8 When an expression that has integer type is added to or
  subtracted from a pointer, the result has the type of the
  pointer operand. If the pointer operand points to an
  element of an array object, and the array is large enough,
  the result points to an element offset from the original
  element such that the difference of the subscripts of the
  resulting and original array elements equals the integer
  expression. In other words, if the expression P points to
  the i-th element of an array object, the expressions (P)+N
  (equivalently, N+(P)) and (P)-N (where N has the value n)
  point to, respectively, the i+n-th and i-n-th elements of
  the array object, provided they exist. Moreover, if the
  expression P points to the last element of an array object,
  the expression (P)+1 points one past the last element of
  the array object, and if the expression Q points one past
  the last element of an array object, the expression (Q)-1
  points to the last element of the array object. If both the   <<======
  pointer operand and the result point to elements of the same
  array object, or one past the last element of the array
  object, the evaluation shall not produce an overflow;
  otherwise, the behavior is undefined. If the result points
  one past the last element of the array object, it shall not
  be used as the operand of a unary * operator that is evaluated.

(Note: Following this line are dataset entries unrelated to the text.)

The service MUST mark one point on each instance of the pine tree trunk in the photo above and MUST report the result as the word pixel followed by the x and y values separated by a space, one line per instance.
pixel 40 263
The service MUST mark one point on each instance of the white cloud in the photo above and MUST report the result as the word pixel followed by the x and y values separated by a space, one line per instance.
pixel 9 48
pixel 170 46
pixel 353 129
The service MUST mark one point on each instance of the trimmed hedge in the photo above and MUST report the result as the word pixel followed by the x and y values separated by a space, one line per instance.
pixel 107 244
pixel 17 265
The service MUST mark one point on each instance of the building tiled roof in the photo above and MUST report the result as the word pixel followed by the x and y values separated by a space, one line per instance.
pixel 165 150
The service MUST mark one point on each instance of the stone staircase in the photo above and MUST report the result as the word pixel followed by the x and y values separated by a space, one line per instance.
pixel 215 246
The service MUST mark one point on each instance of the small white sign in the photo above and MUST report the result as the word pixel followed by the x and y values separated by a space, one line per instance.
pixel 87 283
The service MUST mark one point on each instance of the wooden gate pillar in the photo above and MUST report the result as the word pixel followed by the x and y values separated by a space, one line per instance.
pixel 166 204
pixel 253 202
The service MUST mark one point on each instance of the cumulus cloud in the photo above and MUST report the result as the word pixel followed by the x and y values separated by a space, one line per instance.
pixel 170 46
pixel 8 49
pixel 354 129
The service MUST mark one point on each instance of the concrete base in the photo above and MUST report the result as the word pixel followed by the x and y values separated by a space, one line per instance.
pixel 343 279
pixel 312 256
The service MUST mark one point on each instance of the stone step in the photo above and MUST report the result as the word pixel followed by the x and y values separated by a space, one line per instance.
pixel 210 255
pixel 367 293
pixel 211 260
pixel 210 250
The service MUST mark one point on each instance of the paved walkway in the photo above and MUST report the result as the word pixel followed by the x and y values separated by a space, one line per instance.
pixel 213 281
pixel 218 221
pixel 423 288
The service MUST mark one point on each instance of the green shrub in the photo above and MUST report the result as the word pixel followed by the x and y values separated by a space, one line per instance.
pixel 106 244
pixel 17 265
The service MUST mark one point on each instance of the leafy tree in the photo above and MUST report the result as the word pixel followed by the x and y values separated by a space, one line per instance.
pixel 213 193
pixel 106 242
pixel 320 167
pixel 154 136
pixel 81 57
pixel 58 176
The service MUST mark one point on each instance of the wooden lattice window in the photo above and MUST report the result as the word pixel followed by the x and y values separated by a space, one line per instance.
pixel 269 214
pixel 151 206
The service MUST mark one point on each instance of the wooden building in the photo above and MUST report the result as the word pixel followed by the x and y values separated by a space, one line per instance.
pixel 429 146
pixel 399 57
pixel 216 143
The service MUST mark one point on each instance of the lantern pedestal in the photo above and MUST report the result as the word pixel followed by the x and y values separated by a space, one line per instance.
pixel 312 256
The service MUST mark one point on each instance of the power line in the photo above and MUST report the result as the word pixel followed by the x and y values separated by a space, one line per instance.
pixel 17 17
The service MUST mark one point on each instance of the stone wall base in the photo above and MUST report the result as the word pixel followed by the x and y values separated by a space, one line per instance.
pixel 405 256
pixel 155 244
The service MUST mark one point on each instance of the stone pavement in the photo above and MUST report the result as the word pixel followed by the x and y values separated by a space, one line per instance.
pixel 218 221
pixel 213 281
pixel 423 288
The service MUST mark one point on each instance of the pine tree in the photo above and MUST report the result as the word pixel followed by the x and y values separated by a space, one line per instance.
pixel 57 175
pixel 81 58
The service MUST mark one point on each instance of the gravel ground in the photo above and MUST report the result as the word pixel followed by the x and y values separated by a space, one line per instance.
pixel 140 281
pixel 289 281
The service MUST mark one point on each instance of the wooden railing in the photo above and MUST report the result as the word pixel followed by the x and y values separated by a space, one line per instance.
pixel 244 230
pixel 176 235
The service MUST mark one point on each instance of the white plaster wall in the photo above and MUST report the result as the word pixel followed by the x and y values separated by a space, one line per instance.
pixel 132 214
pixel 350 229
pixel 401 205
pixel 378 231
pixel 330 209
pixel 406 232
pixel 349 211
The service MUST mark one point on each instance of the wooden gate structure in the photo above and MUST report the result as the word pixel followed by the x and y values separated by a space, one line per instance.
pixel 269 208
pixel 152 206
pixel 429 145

  6.5.16.2 Compound assignment

  Constraints

1 For the operators += and -= only, either the left operand
  shall be a pointer to an object type and the right shall
  have integer type, or the left operand shall have
  qualified or unqualified arithmetic type and the right
  shall have arithmetic type.

2 For the other operators, each operand shall have
  arithmetic type consistent with those allowed by the
  corresponding binary operator.

  Semantics

3 A compound assignment of the form E1 op =E2 differs from
  the simple assignment expression E1 = E1 op (E2) only in
  that the lvalue E1 is evaluated only once.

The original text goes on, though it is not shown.